Now, every Sunday at 2pm, three agents scan dozens of sources: podcasts, newsletters, publications, reports. A scoring agent rates each item from 0 to 3 across three categories. Anything scoring 2 or higher goes to a synthesis agent, which reads the full text, summarises it, and analyses it against my strategy and the specific questions I'm working through, along with suggested content, possible builds, and ideas for problems I'm solving with clients. By Monday morning, a 10-page brief is waiting in my inbox. I don't monitor anything. I read the output and decide what to act on.

I'm not the researcher anymore. I'm the decision-maker reading what the researcher produced.

Task execution

Most of what I do now is set direction. I define the outcome, work with the team and with AI as a thought partner to redesign the workflow, give AI the context it needs, and it executes. I review and revise before anything goes out.

This week, AI reformatted a set of budgets into a standard template, drafted a survey straight into Google Forms, and rebuilt a filing system, most of it while I was working on something else. At any given moment I have three or four tasks running in parallel, and I move between them to review, give feedback, and finalise.
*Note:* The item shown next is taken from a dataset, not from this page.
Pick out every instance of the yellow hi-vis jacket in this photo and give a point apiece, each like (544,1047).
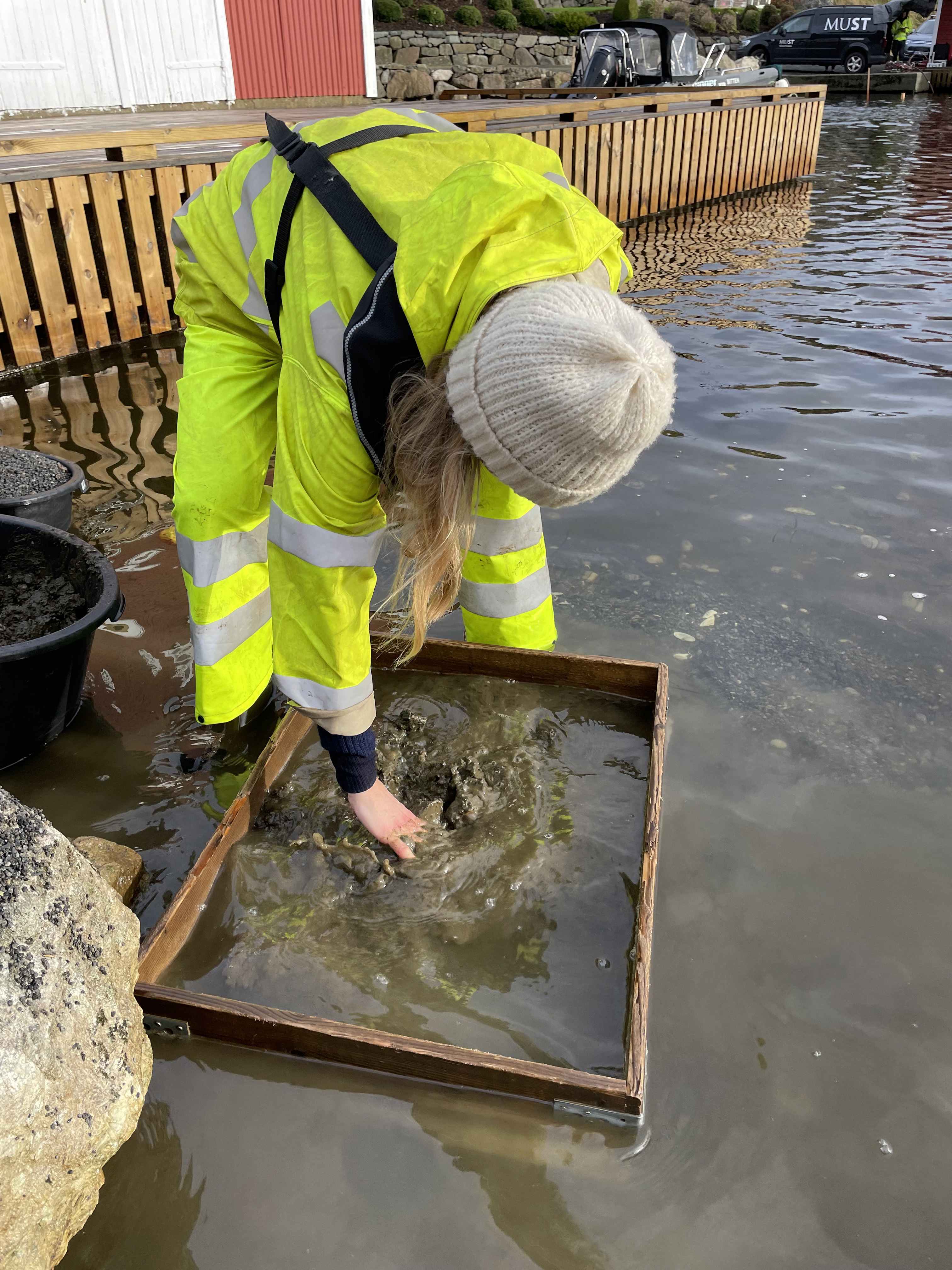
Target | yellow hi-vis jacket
(280,581)
(903,28)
I haven't outsourced my thinking. I set the strategy, I decide what good looks like, and I review everything before it's final. It takes a lot of attention, and providing the right context is critical for a good outcome. What I have handed off are the hours that used to disappear into pulling up a site, hunting for information across six documents, and structuring a blank page from nothing. Those hours are back in my day.

I used to be both the strategist and the executor. Now I'm mostly the strategist.

At D-tree, we weren't trying to make paperwork faster. We were asking what a different kind of care could look like, and then building toward it. It was hard, and it took years. But the work we started in Zanzibar more than ten years ago is now a nationally scaled, government-owned program, fully integrated into the health system, with demonstrated improvements in maternal and child health and early childhood development outcomes.

That same question is sitting in front of every team thinking about AI right now. You can use it to speed up the work you already do, or you can use it to ask what the work could become. The data already shows which group is pulling ahead.

This is the place I want to be, and what I want to help others to reach. So when I sit down with a team, I don't start with the tools. I start with a blank page and the question that has guided me since Zanzibar: not how do we make this faster, but what are we really trying to achieve, and what becomes possible if we build toward it from the start.

This is one piece of my AI operating system.